Et si le travail au noir se dopait aux 35 heures…

Politique sociale | ANALYSE | publié le : 01.05.2000 | Anne Fairise

D'un côté, des salariés disposant de temps libre mais pâtissant du gel de leur salaire et d'une diminution de leurs heures sup ;de l'autre, des employeurs pressés d'honorer des carnets de commandes en forte hausse. Avec les 35 heures, la menace d'une recrudescence du travail au noir est réelle. Et elle ne concerne pas que ses secteurs de prédilection comme le bâtiment.

C'est en enquêtant sur un banal vol de bois chez un fabricant d'escaliers que les gendarmes du Pas-de-Calais ont découvert le pot aux roses : en remontant la piste d'un des salariés de la société Lavogez, ils sont tombés sur un véritable atelier clandestin de 200 mètres carrés que ce collaborateur indélicat s'était aménagé à domicile, plusieurs années auparavant. « Il est clair que les 35 heures lui ont permis de développer son activité », commente Yves Lavogez, par ailleurs représentant de la Fédération nationale du bâtiment à Boulogne-sur-Mer. Ce dirigeant de PME avait pourtant saisi l'opportunité de la réduction du temps de travail dès 1997, en signant un accord Robien. Cela lui a permis de recruter, d'abord. D'être plus réactif, aussi, grâce à l'annualisation, à la modulation et au travail en équipe. Mais jamais il n'aurait imaginé que le temps libre accordé à ses 40 salariés irait nourrir une telle concurrence déloyale.

Cas restreint à un secteur connu pour ses pratiques illicites en matière d'emploi ou illustration d'un effet pervers des 35 heures qui, au lieu de créer des emplois, iraient alimenter l'économie souterraine ? Difficile de trancher, alors que seules 17 % des entreprises de 20 salariés se sont lancées dans l'aventure et que la seconde loi Aubry entre à peine en vigueur. Difficile également de cerner un phénomène, le travail illégal, qui se dérobe par définition à l'investigation statistique. Avant la loi Aubry I, les spécialistes de l'Insee estimaient son impact à 1 % du PIB (74 milliards de francs) quand la Commission européenne tablait plutôt sur une fourchette de 4 à 14 % du PIB, estimant les bataillons de fraudeurs à 1 million de Français…

Pour certains économistes, la crainte semble bel et bien fondée. « La baisse effective de la durée du travail, et donc la création d'emplois, dépend de nombreux arbitrages, chez les employeurs comme chez les salariés.
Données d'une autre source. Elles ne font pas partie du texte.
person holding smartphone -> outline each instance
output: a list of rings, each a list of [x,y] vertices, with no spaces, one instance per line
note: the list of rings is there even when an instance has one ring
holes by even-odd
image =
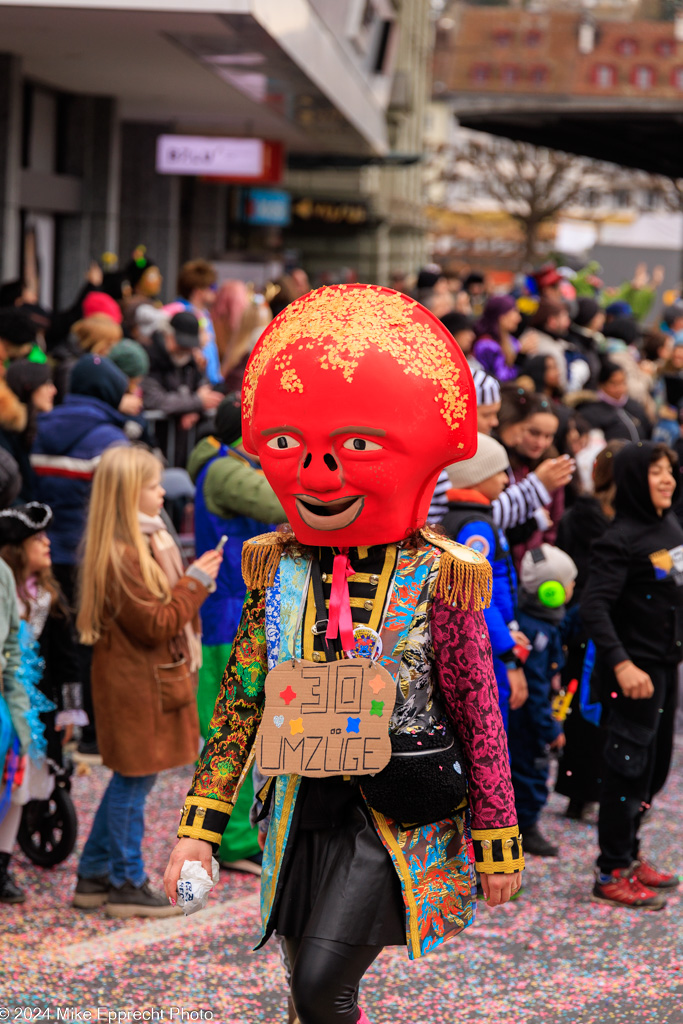
[[[195,689],[198,611],[222,554],[187,571],[161,509],[162,466],[138,447],[107,449],[95,472],[80,567],[76,626],[93,646],[93,704],[112,777],[78,865],[73,905],[110,917],[176,913],[142,858],[145,801],[158,772],[192,763],[199,746]]]

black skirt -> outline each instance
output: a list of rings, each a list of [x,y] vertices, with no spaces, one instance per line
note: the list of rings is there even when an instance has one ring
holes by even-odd
[[[357,788],[336,826],[299,825],[287,846],[272,918],[279,935],[352,946],[405,945],[398,875]]]

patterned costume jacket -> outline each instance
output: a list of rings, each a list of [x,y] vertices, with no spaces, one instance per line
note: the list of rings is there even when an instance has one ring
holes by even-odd
[[[312,657],[310,556],[283,550],[276,538],[266,534],[245,545],[250,589],[178,832],[214,847],[245,774],[268,670],[292,657]],[[358,578],[362,550],[354,562]],[[451,818],[426,826],[401,828],[370,808],[401,883],[408,953],[414,959],[474,920],[475,865],[484,873],[512,873],[524,860],[482,611],[490,592],[488,563],[426,531],[417,548],[388,545],[386,550],[386,572],[372,578],[386,595],[379,662],[395,677],[398,663],[390,731],[438,730],[447,716],[465,754],[469,787]],[[298,629],[302,611],[303,630]],[[260,944],[272,931],[300,782],[295,775],[275,779],[263,855]]]

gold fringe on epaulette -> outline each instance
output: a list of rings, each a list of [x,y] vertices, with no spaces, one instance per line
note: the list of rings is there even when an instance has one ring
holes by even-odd
[[[283,538],[279,533],[262,533],[242,547],[242,576],[249,590],[270,587],[280,564]]]
[[[447,551],[441,552],[436,593],[446,604],[463,611],[479,611],[491,603],[493,574],[485,558],[465,562]]]

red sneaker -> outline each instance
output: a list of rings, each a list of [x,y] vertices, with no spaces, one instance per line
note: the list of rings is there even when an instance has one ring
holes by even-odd
[[[661,892],[647,889],[633,874],[631,868],[611,872],[609,882],[601,882],[599,876],[593,886],[593,899],[600,903],[615,903],[620,907],[638,907],[641,910],[663,910],[666,897]]]
[[[675,889],[681,881],[678,875],[658,871],[654,864],[643,860],[642,857],[635,862],[632,871],[638,881],[648,889]]]

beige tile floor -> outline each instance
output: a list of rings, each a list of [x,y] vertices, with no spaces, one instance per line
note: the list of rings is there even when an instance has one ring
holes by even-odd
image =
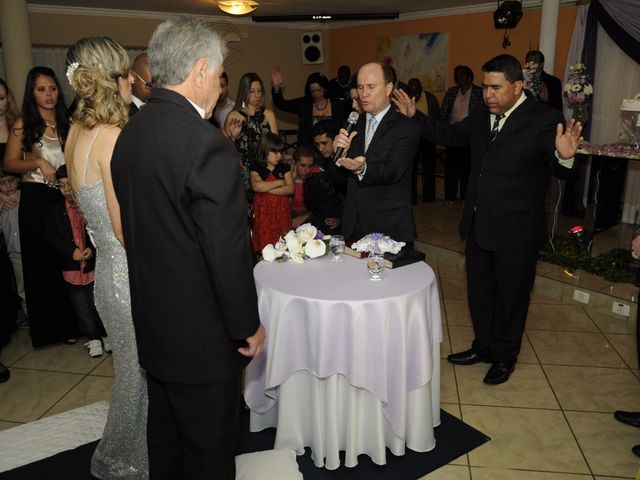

Le travail illégal ou le recours aux heures supplémentaires peuvent être ces facteurs d'ajustement », commente Christian de Perthuis, directeur du Bipe, institut de prévisions économiques, le premier à lever le lièvre.

Le bâtiment pointé du doigt

Pointé du doigt : le cocktail explosif entre temps libéré, surtout s'il est accordé en jours, modération salariale et forte diminution du « matelas » d'heures supplémentaires résultant des 35 heures… le tout incitant les salariés à arrondir « ailleurs » leur fiche de paie. À l'image des carreleurs, peintres, plâtriers ou de ceux qui profitent déjà des horaires allégés ou décalés de leur profession (policiers, pompiers, postiers). Pointée encore : la tentation pour les employeurs de récupérer le travail perdu en s'engageant sur des chemins de traverse. Les changements intervenus ces dernières années dans le fonctionnement des entreprises offrent en tout cas un terreau favorable : autour du travail salarié ont émergé des cercles d'emplois périphériques par le jeu de la sous-traitance, de l'externalisation des services et du travail indépendant. Avec toutes les dérives connues… Encore faut-il ajouter à ces différents facteurs celui, inattendu dans le « planning » des 35 heures, de la reprise de la croissance et de l'apparition de pénuries de main-d'œuvre propices aux heures supplémentaires non déclarées.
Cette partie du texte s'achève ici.